RUN SCREAM UNBURY SAVE
By Katherine McCord
Autumn House Press, 2017
143 pages, $17.95
Reviewed by Ashley Miller

 

RUN SCREAM UNBURY SAVE is a curated experimental journal of sorts focused on McCord’s everyday life, anxieties, and events as she creates RUN SCREAM UNBURY SAVE. A sometimes jumbled, sometimes elegant, sometimes achingly spare collection that weaves present with past and back again, with each sparkling piece of insight, humor, and truth tumbling into the next like a necklace of sea glass, that should not (cannot, will not) be approached as a standard selection of memoir.

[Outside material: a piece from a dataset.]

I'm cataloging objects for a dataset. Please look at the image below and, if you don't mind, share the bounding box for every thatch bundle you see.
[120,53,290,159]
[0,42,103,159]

Early in RUN SCREAM UNBURY SAVE, Katherine McCord explores a dream (nightmare?) she once had where the only way to travel between locations was by “climbing/walking/balancing/straddling” a series of “interlocking crossing-each-other’s-paths trails made out of nets,” which turns out to be a remarkably adept description of what it takes to read McCord’s memoir.

The climb/walk/balance/straddle predicament becomes the reader’s struggle in navigating McCord’s sometimes topsy-turvy, edge-of-stream-of-consciousness prose. It is not easy, but teetering through the series of nets precariously and deliciously woven by McCord is the only way to get from page 1 to page 143. In a grander sense, it mirrors (mimics, mocks) McCord’s own balancing act between her creative, professional, and personal life. We witness her trapeze artistry as she tries to make ends meet and keep her sanity while teaching art, surviving seasons while battling seasonal affective disorder, enduring days of discovering memory, processing a friend’s suicide, aging daughters, a disdain for the politics of higher education, and continuing on and on and on and on.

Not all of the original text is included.